Sarai has lived and breathed nightmares since she was six years old.
She believed she knew every horror, and was beyond surprise.
She was wrong.
First published: October 2018
This book is a sequel – read my review of the first book here.
I was relatively late to the party with reading Strange the Dreamer, as I only got around to it at the end of last year, while the hype had been going on for most of that same year already. That didn’t lessen my excitement about the beautiful book, though, as you can read in my review here. I remember being a little disappointed when I found out that Strange wasn’t to be a standalone novel, and that a sequel was forthcoming. That’s because I was afraid things were going to be dragged out, which is what happens in series sometimes. Nevertheless, I’ve been hugely excited about Muse of Nightmares ever since its release date was announced.

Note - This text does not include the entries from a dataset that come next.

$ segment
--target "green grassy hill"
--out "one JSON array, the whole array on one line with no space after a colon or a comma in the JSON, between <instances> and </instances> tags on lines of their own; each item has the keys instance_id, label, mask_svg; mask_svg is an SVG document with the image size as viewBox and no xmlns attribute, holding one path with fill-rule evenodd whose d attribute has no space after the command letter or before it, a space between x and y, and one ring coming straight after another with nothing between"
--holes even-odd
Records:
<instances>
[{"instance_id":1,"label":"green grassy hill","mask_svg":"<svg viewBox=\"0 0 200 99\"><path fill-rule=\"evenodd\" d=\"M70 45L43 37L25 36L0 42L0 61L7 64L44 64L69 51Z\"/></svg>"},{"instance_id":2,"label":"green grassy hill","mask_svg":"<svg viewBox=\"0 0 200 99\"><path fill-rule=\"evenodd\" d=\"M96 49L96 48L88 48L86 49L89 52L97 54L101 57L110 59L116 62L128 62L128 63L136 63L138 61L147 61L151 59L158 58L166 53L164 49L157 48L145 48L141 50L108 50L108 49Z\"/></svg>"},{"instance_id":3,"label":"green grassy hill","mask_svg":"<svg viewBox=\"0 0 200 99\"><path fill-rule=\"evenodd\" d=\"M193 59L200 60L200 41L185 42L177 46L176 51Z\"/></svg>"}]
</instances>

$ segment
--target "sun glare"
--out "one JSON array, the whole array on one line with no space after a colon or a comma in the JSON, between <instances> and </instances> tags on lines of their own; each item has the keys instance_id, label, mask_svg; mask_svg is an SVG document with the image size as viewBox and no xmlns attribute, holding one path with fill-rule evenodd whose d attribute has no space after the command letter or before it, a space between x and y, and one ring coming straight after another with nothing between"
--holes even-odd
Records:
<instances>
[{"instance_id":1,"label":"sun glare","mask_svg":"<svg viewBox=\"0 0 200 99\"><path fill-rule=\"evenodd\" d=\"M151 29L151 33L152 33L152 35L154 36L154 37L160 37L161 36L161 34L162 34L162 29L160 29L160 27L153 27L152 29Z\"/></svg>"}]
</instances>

In fact, I can’t remember the last time I was this excited about reading a book. I actually danced around with glee when I picked up the book from my shelf and was about to dive in (my boyfriend can vouch for me – he laughed his head off). Of course, I had very high expectations, since Strange was beyond anything I’d ever read before. Dreams and nightmares are kind of my thing, and combining that with quiet, calm Lazlo as the main character and the inexplicably beautiful writing style, Strange just pushed all the right buttons for me. So Muse had to be just as amazing, right?
Now, let’s get one thing straight right now: I loved Muse of Nightmares. It was a wonderful story and had so many amazing elements to it, like this quote, for example, which struck a chord with me:
Wishes don’t just come true. They’re only the target you paint around what you want. You still have to hit the bull’s eye yourself.
But. To me, it wasn’t as magical as Strange the Dreamer (even though there was way more magic in it). What I loved most about Strange was its calmness; even when very exciting things were going on, it always radiated a sense of calm. This was already let go of at the end of Strange, though, when things all of a sudden started to get pretty epic, so it’s not that strange (ha) that this calmness wasn’t present in Muse either.
We pick up right where we left off at the end of Strange, and while Muse isn’t extremely action-packed, it’s much more so than the first book. This isn’t necessarily a bad thing, as I was on the edge of my seat for most of the novel. I was truly invested, and I was very happy with all the answers we finally got to the many questions Strange posed. There’s a lot of new information, but everything gets revealed in very natural ways.
All this new information did take away from the calmness, though, and where Strange lulls you to sleep, Muse shakes you awake. One isn’t better than the other (in fact, I think the combination is pretty perfect), but I know which one I preferred just that little bit more. Perhaps it’s because Lazlo, while still important, isn’t the main focus of this book. There are other characters whose stories need to be told and while I loved them too, I did miss Lazlo a bit. To be more precise: I missed the old Lazlo. Although the new Lazlo is pretty badass and I loved him too.
Muse of Nightmares is a wonderful finale to a magnificent duology. I couldn’t tell you anything that’s wrong with it. I loved all of the characters, even the two new ones that at first I was a bit wary about (why introduce new characters when we’ve already got so many others we need answers about?), and the ending was truly satisfying. It’s just that where Strange soothed my soul, Muse was “just” an amazing novel I really loved.